TECHNOLOGICAL ADVANCES ON THE INTERNET and the World Wide Web have tended to drive online pedagogy. It is time to reverse this relationship and make the needs of teaching and learning take priority. The authors propose three different formats for utilizing the Web in online and classroom instruction. These formats were developed in a program for undergraduate legal studies dealing with three levels of learning: Introductory, skills, and seminars.

INTRODUCTION

One of the dangers of recent advances in instructional technology is that instruction and instructors are often driven by technology rather than having technology serving the needs of instruction. Two causes for this inversion are apparent. First, instructors are discovering new ways to communicate with students and often are more excited by the vehicle than what it communicates. Second, each new tool requires an investment in learning and time to assess its effectiveness. Teaching on the World Wide Web is so new that most instructors are engaged in the learning phase, something that may never end, and very few have seriously addressed the assessment problem.

The comments that follow are based on three years experience in different forms of instruction using the Web in undergraduate legal studies courses. When I began, my institution, the University of Central Florida, had no official Web-based course; we now have dozens and are planning many more. When I began, most web-authoring tools were crude and awkward; it was easier to learn HTML code than to use the authoring software. The teaching formats I developed were a natural product of what I learned to do and what I thought would be effective. I found myself using three basic formats and only gradually began to analyze how I came to develop these and assess their appropriateness and effectiveness.

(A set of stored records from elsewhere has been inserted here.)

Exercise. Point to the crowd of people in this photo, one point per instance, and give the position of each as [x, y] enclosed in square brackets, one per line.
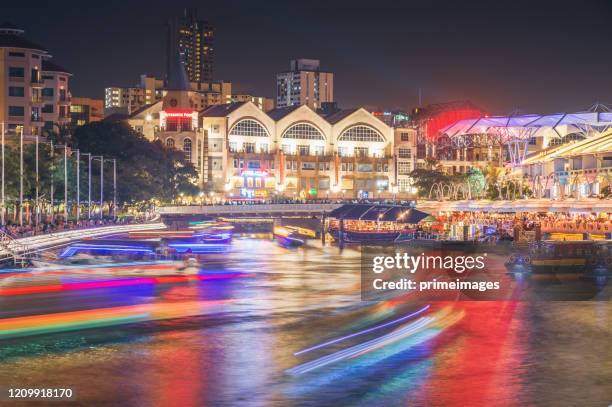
[548, 222]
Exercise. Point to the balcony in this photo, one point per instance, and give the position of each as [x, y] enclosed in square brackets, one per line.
[37, 83]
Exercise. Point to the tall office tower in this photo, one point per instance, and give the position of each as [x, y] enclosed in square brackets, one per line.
[193, 39]
[304, 84]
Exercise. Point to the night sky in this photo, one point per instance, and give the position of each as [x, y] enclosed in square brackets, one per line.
[535, 56]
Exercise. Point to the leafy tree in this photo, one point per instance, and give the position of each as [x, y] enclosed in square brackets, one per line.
[145, 170]
[424, 179]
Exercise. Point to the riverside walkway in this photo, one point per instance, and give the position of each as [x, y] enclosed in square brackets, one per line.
[13, 248]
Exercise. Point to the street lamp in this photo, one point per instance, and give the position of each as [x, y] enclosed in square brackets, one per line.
[101, 158]
[89, 156]
[65, 147]
[2, 212]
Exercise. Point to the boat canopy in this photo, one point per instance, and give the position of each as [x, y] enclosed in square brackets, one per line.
[376, 212]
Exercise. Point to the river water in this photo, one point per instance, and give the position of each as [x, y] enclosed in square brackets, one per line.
[232, 341]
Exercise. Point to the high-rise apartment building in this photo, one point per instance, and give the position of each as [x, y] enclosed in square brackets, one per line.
[304, 84]
[193, 40]
[34, 92]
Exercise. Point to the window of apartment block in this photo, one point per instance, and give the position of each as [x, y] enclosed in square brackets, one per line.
[248, 147]
[217, 164]
[361, 151]
[16, 111]
[215, 145]
[16, 72]
[403, 184]
[16, 91]
[405, 153]
[403, 167]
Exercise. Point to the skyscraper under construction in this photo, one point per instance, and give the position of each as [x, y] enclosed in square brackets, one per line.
[193, 39]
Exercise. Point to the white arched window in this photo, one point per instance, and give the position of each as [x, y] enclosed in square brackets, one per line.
[249, 128]
[361, 133]
[187, 149]
[303, 131]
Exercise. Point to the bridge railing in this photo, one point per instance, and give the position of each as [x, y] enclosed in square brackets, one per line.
[237, 209]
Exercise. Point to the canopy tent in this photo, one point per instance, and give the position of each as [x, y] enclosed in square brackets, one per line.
[594, 145]
[383, 213]
[531, 125]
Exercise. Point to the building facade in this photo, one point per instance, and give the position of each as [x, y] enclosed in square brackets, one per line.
[150, 90]
[35, 93]
[304, 84]
[405, 157]
[193, 40]
[297, 153]
[86, 110]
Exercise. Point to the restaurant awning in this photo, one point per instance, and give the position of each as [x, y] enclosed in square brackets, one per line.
[383, 213]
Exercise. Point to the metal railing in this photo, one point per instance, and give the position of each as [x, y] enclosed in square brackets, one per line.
[11, 248]
[255, 208]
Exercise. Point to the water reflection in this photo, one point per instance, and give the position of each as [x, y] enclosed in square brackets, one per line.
[234, 341]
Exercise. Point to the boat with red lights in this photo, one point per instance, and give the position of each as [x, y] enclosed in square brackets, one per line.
[374, 223]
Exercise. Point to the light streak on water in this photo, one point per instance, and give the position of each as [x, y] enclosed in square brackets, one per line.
[103, 317]
[367, 346]
[374, 328]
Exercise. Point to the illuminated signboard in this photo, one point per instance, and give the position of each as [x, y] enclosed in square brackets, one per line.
[250, 173]
[179, 114]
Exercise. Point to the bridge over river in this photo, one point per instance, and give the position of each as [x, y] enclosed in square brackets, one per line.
[245, 211]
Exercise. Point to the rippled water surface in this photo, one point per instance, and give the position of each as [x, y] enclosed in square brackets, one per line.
[231, 340]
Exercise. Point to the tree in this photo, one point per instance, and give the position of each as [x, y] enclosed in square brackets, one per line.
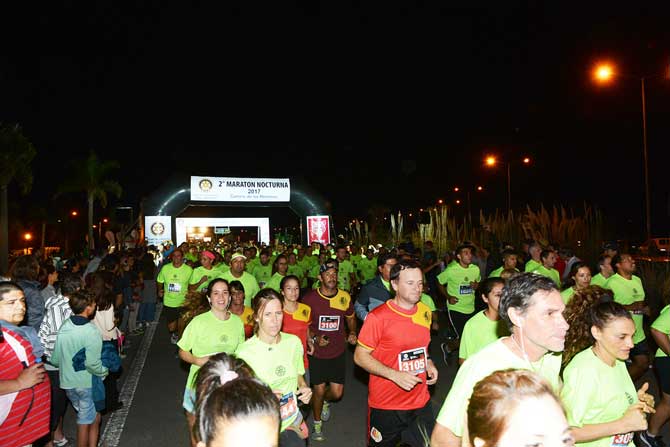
[16, 155]
[91, 176]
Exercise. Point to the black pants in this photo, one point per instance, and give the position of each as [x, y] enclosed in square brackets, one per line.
[389, 427]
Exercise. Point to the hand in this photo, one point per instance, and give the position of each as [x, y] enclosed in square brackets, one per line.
[31, 376]
[431, 372]
[646, 398]
[634, 419]
[304, 394]
[405, 380]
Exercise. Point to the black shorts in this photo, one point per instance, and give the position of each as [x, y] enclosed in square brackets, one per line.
[58, 399]
[662, 365]
[389, 427]
[327, 370]
[172, 313]
[641, 348]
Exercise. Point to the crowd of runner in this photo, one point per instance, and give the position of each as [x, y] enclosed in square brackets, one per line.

Three formats are presented here for online teaching/learning. The formats are based on progressive levels of learning within a specific discipline, namely, foundation (primarily content), skills (analytical), and practice (applying content and analysis). Any course might well combine all three levels, but we hope that a student who begins as a novice will follow steps toward some level of mastery in the field, and the approaches to teaching at different steps is likely to be the most effective method. Online course may use quite different formats or styles for different levels. Finally, this paper provides some example of Web use illustrating, in particular, the application stage, which uses the Web as an enabling or preparation tool as an adjunct to a classroom course.

ANALYZING COURSE OBJECTIVES

The goal here is to address pedagogical concerns rather than either administrative goals or technological problems. This may not seem practical since courses require institutional support, but at least one format, what I call `web-enabled' or web-enhanced, merely requires effort from the instructor, albeit that effort at times seems overwhelming. Practically speaking, institutions would prefer a technological `cookie-cutter' or `one-size-fits-all' solution to distance education. My answer to that desire is that it is simply premature at this point in our understanding of online teaching and learning. We must also be wary of the natural desire of instructors to enter online teaching quickly and efficiently. Veteran teachers must recognize that `teaching online in six easy lessons' is a sham. It is not my purpose, however, to reiterate the need for institutional and technical support, the exorbitant amount of time needed to set up and maintain an online course, the dangers for tenure-seeking assistant professors in committing time to online teaching rather than research and publication.

I am concerned with the more fundamental problem of teaching and learning. In particular, I focus on a standard, three-hour, semester course taught at a university, specifically for advanced undergraduates (juniors and seniors).

STUDENT MOTIVATION

My students reflect the well-noted trend (1) in American higher education toward decreasing motivation among students. They maximize their efforts by minimizing their work, always aimed at tests and grades. This is nothing new, of course, what is new is the loss of a culture of learning in which learning is an end in itself in addition to its immediate practical functions? The culture of learning also accorded instructors a high degree of respect and trust that encouraged instructors to lead and students to follow. The factors that have caused the decline in the culture of learning are too diverse and complex to address here, even if I were confident that I understood them. Suffice it to say that teachers rarely motivate students who are antagonistic to the learning process and only occasionally motivate students who are simply complacent in their ignorance. The World Wide Web offers an opportunity to trick students into learning by using the novelty and stimulation of the computer and monitor, their visuality and interactivity to create a learning environment divorced from the perceived tedium of the classroom lecture.